Afterplay as an "antidote" to the sexual problem

Afterplay as an “antidote” to the sexual problem

We are talking with Athens Escorts about afterplay or “sexual closure”, as I like to say, as it is what fuels the next sexual encounter with warmth and passion, in the female erotic “brain” game.

“We had sex! We had a nice time! He gets up and goes inside… Why does he leave again immediately after sex? What can I do to keep him in our bed? I have asked him but I feel that he does not want to be with me after the sexual act,… as if he is avoiding me! ”

Yes, it is true that men’s “habits” are different from women’s “needs” I would say, since for a man it is a habit to get up almost immediately after intercourse and go to the refrigerator, to the toilet, to call a friend to end pending issues, social or work or even to get into the arms of Morpheus which is the most common, if the time is up!

On the contrary, the woman “needs” the hugging of her partner, his caresses, a few kisses. She wants to feel that it is important to him, that she gave him moments of desire and passion and that he recognizes it.

We are talking about afterplay or “sexual closure”, as I like to say, as it is what fuels the next sexual encounter with warmth and passion, in the female erotic “brain” game!

Foreplay, through the creativity and imagination of sexual partners, includes activities that stimulate the sexual disposition for intercourse. The contact itself, for most people, reflects the sexual pleasure or pleasure in sex. However, the time after contact (afterplay) is equally important.
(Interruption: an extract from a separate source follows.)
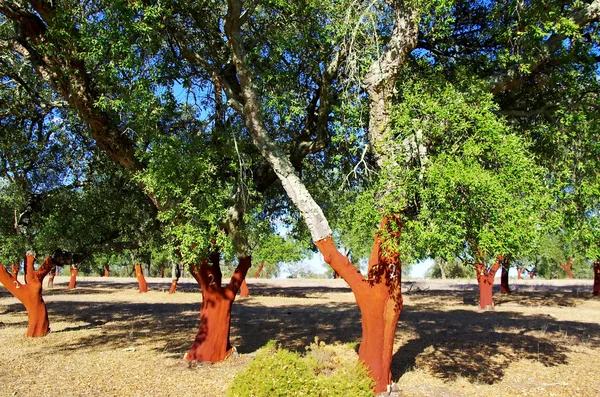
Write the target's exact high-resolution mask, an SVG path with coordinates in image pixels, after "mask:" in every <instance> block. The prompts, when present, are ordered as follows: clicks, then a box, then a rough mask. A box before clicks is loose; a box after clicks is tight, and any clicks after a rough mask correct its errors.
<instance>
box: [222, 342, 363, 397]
mask: <svg viewBox="0 0 600 397" xmlns="http://www.w3.org/2000/svg"><path fill="white" fill-rule="evenodd" d="M307 350H308V351H307V354H306V355H305V356H301V355H300V354H298V353H294V352H290V351H288V350H285V349H282V348H280V347H278V346H276V343H275V342H273V341H271V342H269V343H268V344H267V345H266V346H265V347H263V348H262V349H260V350H259V351H258V352H257V355H256V358H255V359H254V360H253V361H252V362H251V363H250V365H249V366H248V368H246V370H244V371H243V372H241V373H239V374H238V375H236V377H235V378H234V379H233V382H232V385H231V386H230V388H229V390H228V391H227V395H228V396H231V397H234V396H235V397H238V396H240V397H241V396H255V397H259V396H265V397H267V396H281V397H284V396H372V395H373V392H372V386H373V381H372V380H371V379H370V378H369V376H368V373H367V370H366V368H365V367H364V365H362V364H361V363H360V362H359V361H358V356H357V354H356V353H355V351H354V349H353V348H352V347H351V346H347V345H326V344H325V343H323V342H320V343H319V341H318V339H316V340H315V343H312V344H311V345H310V346H308V347H307Z"/></svg>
It is “the key to intimacy” and a successful next love affair.

How can the afterplay be upgraded? – Do’s

1. Stay for a while embraced, lost in your erotic silence or in your beautiful words and kisses, which may not be passionate but sweet and erotic.

2. Give each other a relaxing massage, caress gently.
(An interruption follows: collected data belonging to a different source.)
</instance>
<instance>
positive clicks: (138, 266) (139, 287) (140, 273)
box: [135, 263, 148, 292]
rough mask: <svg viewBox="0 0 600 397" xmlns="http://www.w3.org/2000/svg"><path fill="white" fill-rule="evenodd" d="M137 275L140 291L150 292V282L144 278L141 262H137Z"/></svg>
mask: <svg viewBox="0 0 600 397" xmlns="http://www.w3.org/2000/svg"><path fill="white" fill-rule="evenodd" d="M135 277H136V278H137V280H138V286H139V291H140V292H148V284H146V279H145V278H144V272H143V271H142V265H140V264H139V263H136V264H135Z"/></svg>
3. Learn to enjoy through your senses: the touch, the look, the smell and the taste of the partner, can bring intense psycho-emotional satisfaction, and even lead to a second love affair.
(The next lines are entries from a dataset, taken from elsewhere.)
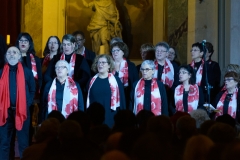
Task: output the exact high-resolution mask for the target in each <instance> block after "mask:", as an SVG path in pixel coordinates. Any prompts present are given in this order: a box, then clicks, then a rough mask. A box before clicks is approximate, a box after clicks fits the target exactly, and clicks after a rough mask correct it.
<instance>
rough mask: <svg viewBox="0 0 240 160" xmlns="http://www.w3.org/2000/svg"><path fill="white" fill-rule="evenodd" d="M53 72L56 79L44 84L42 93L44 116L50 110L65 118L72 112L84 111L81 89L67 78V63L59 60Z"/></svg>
mask: <svg viewBox="0 0 240 160" xmlns="http://www.w3.org/2000/svg"><path fill="white" fill-rule="evenodd" d="M55 70H56V74H57V77H56V78H55V79H54V80H53V81H52V82H48V83H47V84H46V86H45V88H44V92H43V97H42V98H43V100H42V101H43V109H44V112H43V113H44V115H46V114H49V113H50V112H51V111H52V110H58V111H60V112H61V113H62V114H63V115H64V117H65V118H67V117H68V116H69V115H70V114H71V113H72V112H74V111H78V110H81V111H84V103H83V96H82V91H81V88H80V86H79V84H78V83H77V82H74V81H73V79H72V78H71V77H69V76H68V72H69V64H68V62H67V61H65V60H59V61H58V62H57V63H56V65H55ZM44 115H43V117H44ZM43 119H46V118H43Z"/></svg>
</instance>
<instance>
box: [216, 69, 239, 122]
mask: <svg viewBox="0 0 240 160" xmlns="http://www.w3.org/2000/svg"><path fill="white" fill-rule="evenodd" d="M224 82H225V88H224V89H223V90H222V91H221V92H220V93H218V95H217V96H216V100H215V104H214V107H215V108H216V110H218V112H217V113H216V114H215V117H218V116H221V115H223V114H229V115H230V116H232V117H233V118H234V119H236V120H237V121H238V122H240V121H239V116H240V115H239V114H240V104H239V103H240V94H239V86H238V85H239V75H238V74H237V73H236V72H233V71H230V72H227V73H226V74H225V76H224Z"/></svg>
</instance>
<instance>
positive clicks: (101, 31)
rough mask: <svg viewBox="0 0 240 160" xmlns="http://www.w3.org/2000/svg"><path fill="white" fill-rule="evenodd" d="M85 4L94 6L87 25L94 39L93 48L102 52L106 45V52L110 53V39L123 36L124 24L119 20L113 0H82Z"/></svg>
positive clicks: (107, 52)
mask: <svg viewBox="0 0 240 160" xmlns="http://www.w3.org/2000/svg"><path fill="white" fill-rule="evenodd" d="M82 2H83V5H84V6H85V7H88V8H90V7H91V8H92V10H93V11H94V14H93V15H92V17H91V21H90V23H89V25H88V27H87V30H88V31H89V32H90V37H91V39H92V49H93V51H94V52H95V53H98V54H99V53H100V46H101V48H103V47H104V52H105V53H109V41H110V40H111V38H113V37H122V35H121V31H122V26H121V24H120V22H119V14H118V10H117V8H116V5H115V2H113V0H93V1H92V2H90V3H87V2H86V1H85V0H82Z"/></svg>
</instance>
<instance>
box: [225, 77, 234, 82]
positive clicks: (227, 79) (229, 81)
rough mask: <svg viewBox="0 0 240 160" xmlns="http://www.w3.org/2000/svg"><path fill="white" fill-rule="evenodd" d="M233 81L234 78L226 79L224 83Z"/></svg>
mask: <svg viewBox="0 0 240 160" xmlns="http://www.w3.org/2000/svg"><path fill="white" fill-rule="evenodd" d="M231 80H234V79H233V78H225V79H224V81H225V82H230V81H231Z"/></svg>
4. Give each other time. It is proven that when the two partners do not forget that they are also lovers and spend time caressing each other after lovemaking, the intimacy and trust between them increases.

5. Talk about neutral issues. Do not remember the tax setting at that time, even if you paid for the phone!

6. Use this time to express sexual feelings, thoughts and desires that you have not shared.

7. Snack on something light, such as fruit, for example, drink a glass of wine together

8. Enjoy things together, such as a warm relaxing bath, immersed in the foam and their aroma, share a glass of wine, listening to your favorite music.

9. Remember situations that made you laugh and had a good time. The intimacy that develops in “sexual closure” can enhance the “emotional love aspects” and strengthen the bonds of your relationship.

10. Say “I love you!”

What to avoid? – the Don’ts

1. Do not complain or even worse – sexual complaints.

2. Do not talk about problems with your job, your finances or your children.

3. Do not run to wash

4. Do not turn on the TV

5. Do not start phones with friends or colleagues

6. Do not criticize, considering the other vulnerable at that moment

7. Do not compare your partner with an ex

Afterplay as an “antidote” to the sexual problem

Let us keep in mind that this time after contact is very important. Think – or are you? – a couple that the man, for example, usually finishes quickly. The woman stays next to him, unsatisfied once again. He gets up and goes inside, possibly disappointed and charged by his quick finish, which makes him feel “a little” towards the one who wants – but can’t – give her the pleasure of orgasmic climax! The result; After a while, she will start the “murmur”, she will charge him more and more angrily, making him feel even more “small and small”, while he will feel that he “uses her” and is only interested in himself. and his own sexual pleasure!

Let’s look at the script for a moment now, where he, yes, ends quickly, but he stays next to her, devotes time to her and why not, a few more foreplay, which may culminate in her as well. The consequent feeling of emptiness, embarrassment and dissatisfaction that follows a not so successful intercourse, can be reduced through the effective positive effect of “sexual closure”.

Yes, sex is not necessarily synonymous with male ejaculation, when the couple has learned to communicate and manage “together” in ways that offer both enjoyment and emotional intimacy. At the very least, their relationship is not ruined until they go to the specialist and deal with their sexual problem!